もちろん、飲酒運転によって、人身交通事故がおこりその被害者の痛み、苦しみそして怒りは多大なものがあるでしょう。だから、そのような運転者がでないように、社会が大いに努力するのは大切なことです。しかし、極めて厳しい罰がある種の職業の人間だけに向かうのはおかしいし、飲酒運転自体に対して厳しすぎるのも非常によくないと思うのです。
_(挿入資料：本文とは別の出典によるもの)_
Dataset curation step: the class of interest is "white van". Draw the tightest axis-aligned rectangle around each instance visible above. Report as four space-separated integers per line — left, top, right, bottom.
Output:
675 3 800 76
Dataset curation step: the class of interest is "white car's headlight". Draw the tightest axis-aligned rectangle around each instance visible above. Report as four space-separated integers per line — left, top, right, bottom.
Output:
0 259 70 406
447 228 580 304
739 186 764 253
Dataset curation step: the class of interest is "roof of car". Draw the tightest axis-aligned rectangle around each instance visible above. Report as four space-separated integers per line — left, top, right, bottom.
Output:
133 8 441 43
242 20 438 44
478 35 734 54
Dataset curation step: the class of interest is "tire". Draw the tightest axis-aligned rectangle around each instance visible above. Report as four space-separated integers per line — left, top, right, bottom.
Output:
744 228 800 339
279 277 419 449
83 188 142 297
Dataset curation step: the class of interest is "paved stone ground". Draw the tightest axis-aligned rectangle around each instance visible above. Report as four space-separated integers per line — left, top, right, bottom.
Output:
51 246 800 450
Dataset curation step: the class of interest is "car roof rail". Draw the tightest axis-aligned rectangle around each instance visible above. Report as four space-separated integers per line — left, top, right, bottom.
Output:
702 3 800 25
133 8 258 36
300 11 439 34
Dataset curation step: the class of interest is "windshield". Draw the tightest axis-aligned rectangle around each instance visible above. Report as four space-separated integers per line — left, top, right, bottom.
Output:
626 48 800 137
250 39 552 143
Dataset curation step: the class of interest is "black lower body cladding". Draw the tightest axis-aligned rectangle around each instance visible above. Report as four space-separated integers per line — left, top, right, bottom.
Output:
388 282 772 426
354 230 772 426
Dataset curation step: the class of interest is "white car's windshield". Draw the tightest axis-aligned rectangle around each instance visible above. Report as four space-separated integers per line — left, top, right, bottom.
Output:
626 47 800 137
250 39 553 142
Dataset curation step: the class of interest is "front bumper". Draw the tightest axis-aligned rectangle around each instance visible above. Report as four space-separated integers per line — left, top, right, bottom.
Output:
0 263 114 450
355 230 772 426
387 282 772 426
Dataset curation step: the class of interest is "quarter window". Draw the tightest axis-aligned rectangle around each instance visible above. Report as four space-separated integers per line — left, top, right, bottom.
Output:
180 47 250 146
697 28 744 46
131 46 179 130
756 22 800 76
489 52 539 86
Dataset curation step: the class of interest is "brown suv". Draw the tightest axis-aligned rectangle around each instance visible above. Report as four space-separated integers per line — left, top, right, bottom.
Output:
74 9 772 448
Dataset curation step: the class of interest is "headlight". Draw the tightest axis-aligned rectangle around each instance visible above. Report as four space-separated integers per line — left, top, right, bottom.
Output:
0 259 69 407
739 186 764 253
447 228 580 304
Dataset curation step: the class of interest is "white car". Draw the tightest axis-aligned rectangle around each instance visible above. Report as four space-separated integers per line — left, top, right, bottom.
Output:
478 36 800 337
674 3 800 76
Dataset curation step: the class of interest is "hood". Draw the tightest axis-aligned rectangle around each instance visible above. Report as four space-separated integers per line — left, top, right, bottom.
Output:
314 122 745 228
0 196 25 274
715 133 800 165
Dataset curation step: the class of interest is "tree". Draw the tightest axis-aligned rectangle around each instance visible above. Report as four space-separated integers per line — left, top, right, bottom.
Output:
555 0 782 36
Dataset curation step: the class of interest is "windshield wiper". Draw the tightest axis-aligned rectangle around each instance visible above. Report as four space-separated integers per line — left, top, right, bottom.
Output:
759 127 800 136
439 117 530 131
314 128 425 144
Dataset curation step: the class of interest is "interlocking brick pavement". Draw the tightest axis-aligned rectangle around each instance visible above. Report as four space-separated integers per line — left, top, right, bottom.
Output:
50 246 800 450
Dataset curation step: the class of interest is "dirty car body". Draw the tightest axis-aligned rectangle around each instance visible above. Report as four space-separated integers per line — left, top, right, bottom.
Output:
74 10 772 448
わたくしが気になるのは、飲酒の効果の個人差があまり話題にならないことです。つまり、遺伝的に下戸のひとはお酒を飲むとひどい肉体的苦痛を感じるはずですので、まあ飲酒運転はしないでしょう。遺伝的に下戸なのは人口の5%と聞いてます。顔の赤くなる遺伝体質の人たちは、遺伝的にヘテロなので、とりあえず顔赤と呼ぶとすると、この方達はたぶん人口の30%くらいでしょう。日本国内で何千万人かいるのですから、非常に多いわけです。残りが普通にお酒が飲める人たちです。顔赤の人はゆっくり飲めば人並みに飲めるのが理屈ですが、やはり酩酊はしやすいでしょう、悪酔いもしやすいはずです。お酒の嫌いな人も多いはずですし、お酒を飲むのに練習が必要な人たちでもあります。飲酒からの回復も遅いはずですから気をつける必要があります。ですから、顔赤の人たちは、飲酒運転に格別に注意を払う必要があります。昨夜飲んだアルコールがまだ残ってる二日酔いの可能性も高いでしょう。ですから、もう大丈夫と考えても実際にはそうでないかもしれません。
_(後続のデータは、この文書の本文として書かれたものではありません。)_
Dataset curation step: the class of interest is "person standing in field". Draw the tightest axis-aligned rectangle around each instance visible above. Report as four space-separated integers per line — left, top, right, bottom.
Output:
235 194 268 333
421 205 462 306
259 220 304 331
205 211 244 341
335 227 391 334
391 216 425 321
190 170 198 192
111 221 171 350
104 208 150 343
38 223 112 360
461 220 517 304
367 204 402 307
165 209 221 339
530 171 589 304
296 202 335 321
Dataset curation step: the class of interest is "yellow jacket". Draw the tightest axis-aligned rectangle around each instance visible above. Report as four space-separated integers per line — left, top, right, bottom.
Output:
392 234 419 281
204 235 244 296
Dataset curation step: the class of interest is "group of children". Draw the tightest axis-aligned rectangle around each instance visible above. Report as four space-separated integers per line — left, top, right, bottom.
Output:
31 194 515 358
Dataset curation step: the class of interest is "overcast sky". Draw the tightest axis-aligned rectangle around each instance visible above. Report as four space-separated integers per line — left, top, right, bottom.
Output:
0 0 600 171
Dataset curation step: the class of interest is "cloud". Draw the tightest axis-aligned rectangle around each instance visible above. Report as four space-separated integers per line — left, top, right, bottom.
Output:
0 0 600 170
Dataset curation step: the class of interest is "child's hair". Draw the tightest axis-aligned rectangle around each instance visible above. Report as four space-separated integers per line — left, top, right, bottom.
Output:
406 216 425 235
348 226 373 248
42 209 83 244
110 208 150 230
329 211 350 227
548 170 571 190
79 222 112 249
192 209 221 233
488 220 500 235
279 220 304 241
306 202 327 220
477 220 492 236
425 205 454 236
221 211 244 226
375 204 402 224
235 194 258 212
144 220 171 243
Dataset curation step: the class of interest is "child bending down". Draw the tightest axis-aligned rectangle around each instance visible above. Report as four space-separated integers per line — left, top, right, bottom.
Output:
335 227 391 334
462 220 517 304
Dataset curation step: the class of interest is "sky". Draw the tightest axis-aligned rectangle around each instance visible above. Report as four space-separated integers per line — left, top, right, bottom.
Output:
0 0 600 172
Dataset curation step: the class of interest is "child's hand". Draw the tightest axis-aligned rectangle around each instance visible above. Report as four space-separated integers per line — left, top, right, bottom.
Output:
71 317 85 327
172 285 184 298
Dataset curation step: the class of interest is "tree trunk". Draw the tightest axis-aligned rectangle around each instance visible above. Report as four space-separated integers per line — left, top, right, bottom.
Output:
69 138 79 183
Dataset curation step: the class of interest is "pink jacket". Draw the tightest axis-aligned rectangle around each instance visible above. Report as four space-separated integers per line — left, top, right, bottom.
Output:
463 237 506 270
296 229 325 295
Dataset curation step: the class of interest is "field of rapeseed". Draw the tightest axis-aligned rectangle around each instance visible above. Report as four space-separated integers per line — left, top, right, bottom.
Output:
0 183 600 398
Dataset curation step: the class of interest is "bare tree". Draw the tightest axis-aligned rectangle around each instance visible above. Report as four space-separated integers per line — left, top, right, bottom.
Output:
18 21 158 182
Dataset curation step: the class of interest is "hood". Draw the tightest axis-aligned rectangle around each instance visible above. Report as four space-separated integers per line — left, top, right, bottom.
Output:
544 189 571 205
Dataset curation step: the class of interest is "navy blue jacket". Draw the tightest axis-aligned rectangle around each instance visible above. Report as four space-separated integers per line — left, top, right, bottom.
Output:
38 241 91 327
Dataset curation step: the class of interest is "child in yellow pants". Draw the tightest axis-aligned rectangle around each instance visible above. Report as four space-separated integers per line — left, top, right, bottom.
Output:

さらに、このような個人レベルでのDNAでの違いに加えて、加齢の問題もあります。年をとれば、飲酒の効果は強く長い時間効きます。つまり酩酊も激しいし、回復も遅いのです。このような、飲酒に関する遺伝的な差異は東アジアでは通例ですが、欧米ではありませんので、東アジアでは飲酒の効果の個人差には特に敏感になって欲しいものです。規則を作る側もそうですが、飲む個人の側が自分は、普通か顔赤か下戸か分かっていなくはなりません。そのうえ、アルコールを解毒する遺伝子作用以外にも飲酒の効果はいろいろでますので個人差はほかにも色々あるかもしれません。要するにメンデルの法則で親から子に継承されるアルコールを代謝する遺伝子の変異以外については、よく分かってないのです。自らを守るためにも、日本の社会ではまず飲酒について自分のDNAはどうなのかを、しっかり分かることです。
下戸の人が一気のみをすると、高い確率で死亡します。何も分からずに一気のみをすると、20分の1で死に向かう、ロシアンルーレットと同じことになります。顔赤の人でも死ぬかもしれません。もちろん普通だからといって、飲酒で安心できることは何もありません。誰でも知ってるように気が大きくなりますし、運動神経は非常に落ちますから、飲酒運転はとてつもなく危険でしょう。